Each quarter a company will release their financial statements. The balance sheet, income statement, and cash flow documents. Now using these documents I can calculate certain financial ratios, such as the P/E ratio (Price/Earnings ratio). I would like to see how these ratios correlate to stock price. I will have four different P/E ratio calculations, because the financial statements are released quarterly.

My problem is I have way more than four stock prices since these are released on a daily basis. If I only use the latest four quarters stock prices as shown below, I know I will run into an error of not having enough data points to make a significant statistical prediction:

Dependent Variable-Stock Price: $2.00,$3.00, $3.50,$3.25

Independent Variable 1-# Days: 90, 180, 270, 360

Independent Variable 2-PE Ratio: 36, 48, 41, 51

But, if I use a different stock price on a daily basis, I run into having to repeat four different PE ratios a great many times as shown below. I feel like this will spit out a better p-value, but doubt you should even do this. I've learned regression on my own, so I don't know if the below is valid and the consequences of doing this:

Dependent Variable-Stock Price: $2.00,$2.05,..., $3.00,$2.97,..., $2.50,$2.60,..., $3.25,$3.28

Indpendent Variable 1-# Days: 90, 91,..., 180, 181,..., 270, 271,..., 360, 361

Indpendent Variable 2-PE Ratio: 36, 36,..., 48, 48,..., 41, 41,..., 51, 51

Would there be any way to work around either problem of not having enough data to make a significant prediction or not having to repeat values in the independent variable PE ratio?

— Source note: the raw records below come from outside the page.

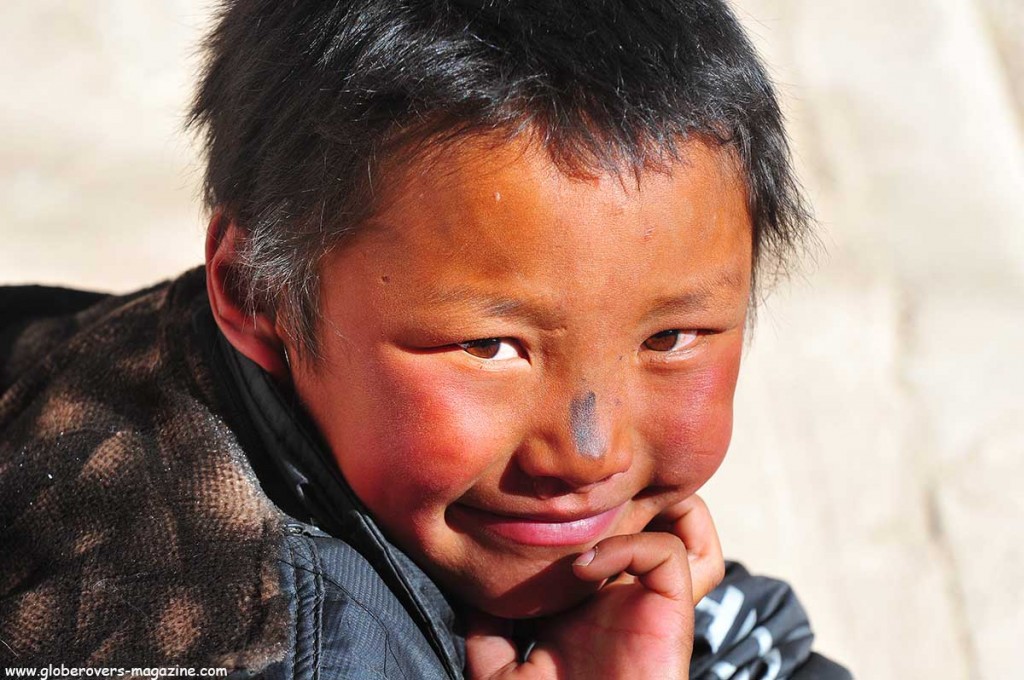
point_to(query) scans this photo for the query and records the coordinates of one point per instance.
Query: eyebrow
(702, 297)
(489, 304)
(473, 300)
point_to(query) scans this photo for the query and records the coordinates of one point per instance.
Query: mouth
(539, 529)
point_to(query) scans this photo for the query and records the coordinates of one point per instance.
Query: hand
(638, 625)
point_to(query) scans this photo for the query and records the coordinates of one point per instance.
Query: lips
(538, 529)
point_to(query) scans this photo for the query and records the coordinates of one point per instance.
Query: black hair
(301, 100)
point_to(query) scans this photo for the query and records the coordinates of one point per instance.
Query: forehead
(479, 215)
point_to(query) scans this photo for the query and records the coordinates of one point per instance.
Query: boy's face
(518, 364)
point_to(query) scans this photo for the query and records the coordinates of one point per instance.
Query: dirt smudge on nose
(584, 425)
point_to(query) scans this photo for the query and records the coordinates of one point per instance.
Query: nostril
(545, 487)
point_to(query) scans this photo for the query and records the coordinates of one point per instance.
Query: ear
(258, 337)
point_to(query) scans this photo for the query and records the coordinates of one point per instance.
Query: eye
(668, 341)
(491, 348)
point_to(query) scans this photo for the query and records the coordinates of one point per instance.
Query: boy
(463, 351)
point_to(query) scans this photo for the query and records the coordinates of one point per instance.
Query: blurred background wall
(880, 439)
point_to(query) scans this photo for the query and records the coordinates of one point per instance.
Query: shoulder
(132, 525)
(755, 627)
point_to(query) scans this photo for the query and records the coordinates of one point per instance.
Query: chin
(550, 591)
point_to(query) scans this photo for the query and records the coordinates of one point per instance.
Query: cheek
(442, 433)
(692, 436)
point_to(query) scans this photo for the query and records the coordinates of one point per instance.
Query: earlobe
(255, 335)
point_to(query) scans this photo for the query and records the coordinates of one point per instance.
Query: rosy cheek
(693, 439)
(445, 432)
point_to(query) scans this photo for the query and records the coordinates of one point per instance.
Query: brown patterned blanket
(132, 529)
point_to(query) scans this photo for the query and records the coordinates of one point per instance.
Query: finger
(489, 649)
(691, 522)
(656, 559)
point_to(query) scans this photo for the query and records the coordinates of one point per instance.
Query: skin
(503, 340)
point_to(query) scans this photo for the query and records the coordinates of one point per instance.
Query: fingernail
(586, 558)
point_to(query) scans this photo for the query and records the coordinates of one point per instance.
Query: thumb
(489, 649)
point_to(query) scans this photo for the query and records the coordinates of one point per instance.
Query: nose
(578, 449)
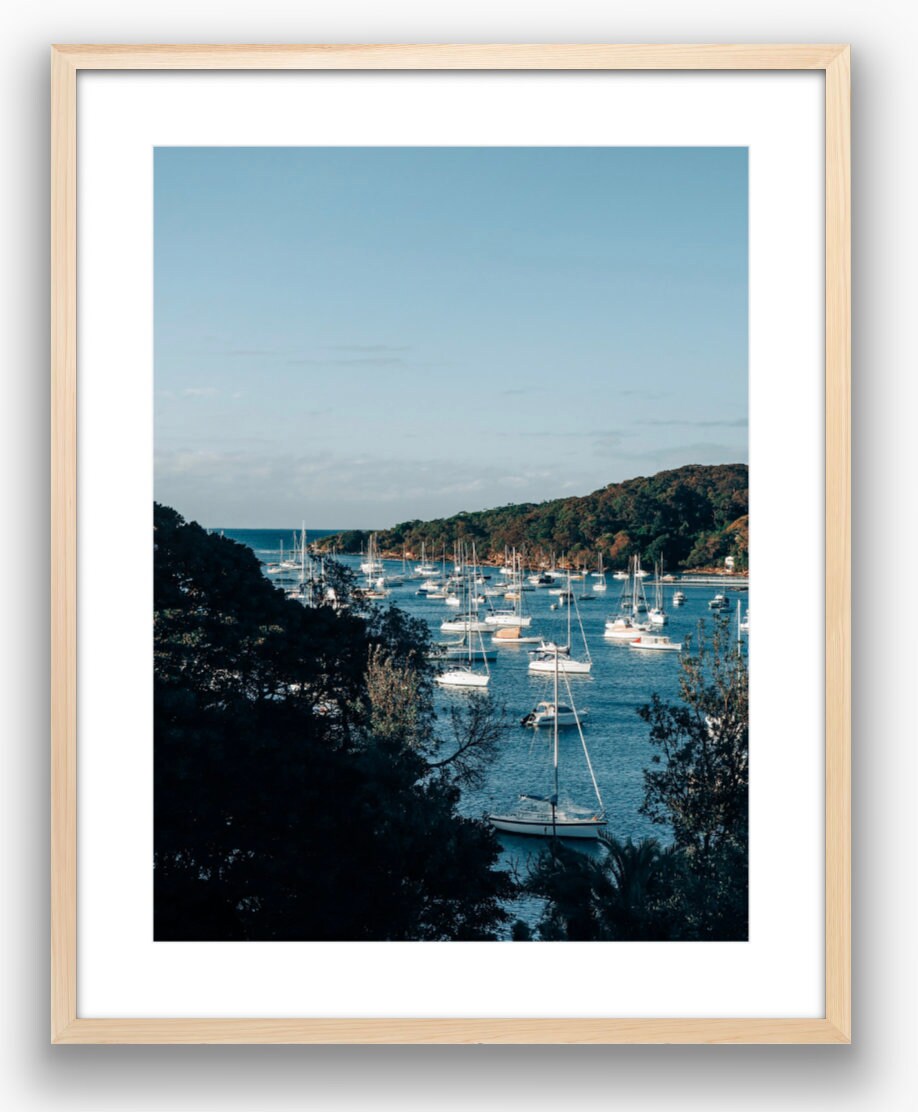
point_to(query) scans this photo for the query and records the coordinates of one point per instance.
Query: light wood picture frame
(67, 61)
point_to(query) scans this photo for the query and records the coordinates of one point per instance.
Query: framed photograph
(423, 420)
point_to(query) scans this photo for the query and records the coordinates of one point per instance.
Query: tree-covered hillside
(692, 516)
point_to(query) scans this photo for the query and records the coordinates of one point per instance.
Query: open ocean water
(621, 681)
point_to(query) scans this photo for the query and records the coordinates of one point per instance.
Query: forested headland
(692, 517)
(306, 788)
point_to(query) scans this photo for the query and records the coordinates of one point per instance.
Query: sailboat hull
(565, 664)
(460, 678)
(544, 827)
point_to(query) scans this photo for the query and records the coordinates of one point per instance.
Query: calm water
(620, 682)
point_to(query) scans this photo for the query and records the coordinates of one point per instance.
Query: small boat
(624, 628)
(549, 662)
(511, 636)
(549, 656)
(460, 651)
(656, 643)
(542, 815)
(627, 623)
(464, 625)
(508, 618)
(462, 677)
(544, 714)
(657, 615)
(465, 675)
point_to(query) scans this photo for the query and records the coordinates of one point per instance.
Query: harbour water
(620, 682)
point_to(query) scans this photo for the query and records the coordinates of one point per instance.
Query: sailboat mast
(555, 758)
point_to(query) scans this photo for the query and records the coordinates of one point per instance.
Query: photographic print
(451, 544)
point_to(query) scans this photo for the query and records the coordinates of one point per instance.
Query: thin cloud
(734, 423)
(362, 361)
(368, 348)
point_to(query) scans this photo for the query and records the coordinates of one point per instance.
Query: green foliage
(689, 516)
(296, 791)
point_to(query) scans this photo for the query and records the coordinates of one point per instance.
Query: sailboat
(554, 657)
(544, 816)
(515, 617)
(600, 577)
(465, 675)
(657, 616)
(627, 625)
(425, 569)
(371, 566)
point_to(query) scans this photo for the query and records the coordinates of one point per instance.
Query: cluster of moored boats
(488, 604)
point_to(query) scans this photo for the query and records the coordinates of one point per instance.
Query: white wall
(876, 1071)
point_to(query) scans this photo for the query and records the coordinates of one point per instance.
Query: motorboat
(656, 643)
(544, 714)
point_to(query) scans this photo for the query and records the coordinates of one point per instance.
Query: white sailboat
(506, 618)
(657, 615)
(467, 675)
(545, 714)
(551, 657)
(425, 569)
(545, 816)
(627, 624)
(656, 643)
(372, 565)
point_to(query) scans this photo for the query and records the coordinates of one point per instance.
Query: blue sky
(361, 336)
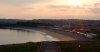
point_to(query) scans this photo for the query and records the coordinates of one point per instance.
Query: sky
(50, 9)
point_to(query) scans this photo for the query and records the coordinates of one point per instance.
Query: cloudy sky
(50, 9)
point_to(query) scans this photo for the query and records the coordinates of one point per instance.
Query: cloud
(95, 9)
(21, 2)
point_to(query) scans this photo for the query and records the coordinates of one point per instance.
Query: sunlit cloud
(49, 8)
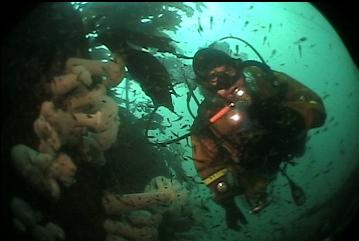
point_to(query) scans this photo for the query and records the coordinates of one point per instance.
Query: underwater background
(291, 37)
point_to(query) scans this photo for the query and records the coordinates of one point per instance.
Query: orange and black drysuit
(282, 112)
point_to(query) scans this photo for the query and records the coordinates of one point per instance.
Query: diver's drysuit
(238, 145)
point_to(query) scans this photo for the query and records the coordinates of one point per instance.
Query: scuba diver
(251, 120)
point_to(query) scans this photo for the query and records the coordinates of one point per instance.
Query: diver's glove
(233, 214)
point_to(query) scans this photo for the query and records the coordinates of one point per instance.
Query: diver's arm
(303, 100)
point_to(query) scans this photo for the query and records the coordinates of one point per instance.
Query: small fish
(179, 118)
(73, 116)
(264, 40)
(325, 96)
(184, 126)
(200, 28)
(176, 135)
(301, 40)
(273, 53)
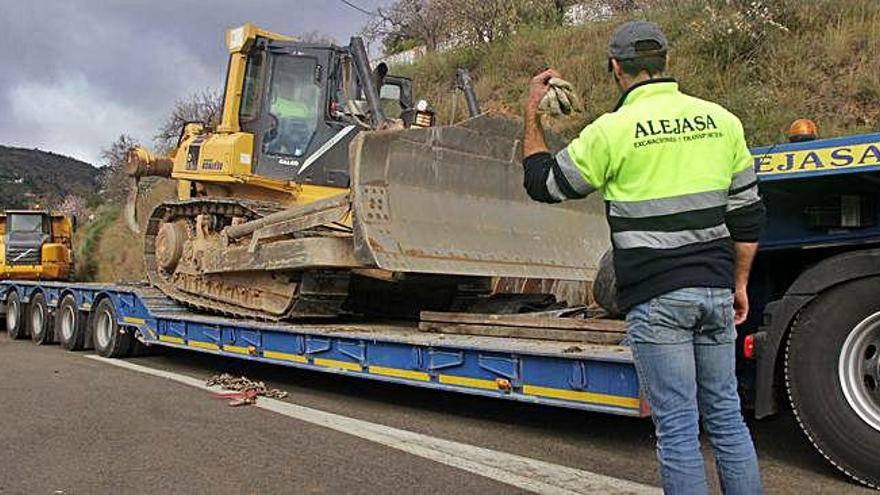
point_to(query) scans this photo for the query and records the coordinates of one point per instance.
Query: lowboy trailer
(812, 342)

If one carries back the dividend as adding value to a stock settlement price on a prorated basis one is doing the same thing as any other investor and usually the stock price on any give day already reflects that value as an estimate based on the expected future dividend. It then stands to reason that one should discount the prorated dividend from the stock price. Keeping this simple, one can say that at dividend day just after dividend issue, the stock is the market settlement value plus zero credited accumulated dividend. The P/E for that day is clearly $P/Div_{Q0}$. Now, since we have truth data for the next dividend, a simple (if slightly inaccurate) model of dividend discounted settlement value would be for elapsed day one $\frac{P_1-Div_{Q1}/90}{Div_{Q1}}=\frac{P_1}{Div_{Q1}}-\frac{1}{90}$ or in general for $0<n<90$ days is $P/E=\frac{P_n}{Div_{Q1}}-\frac{n}{90}$, which we can recalculate for each $j^{th}$ dividend, $Div_{Qj}$.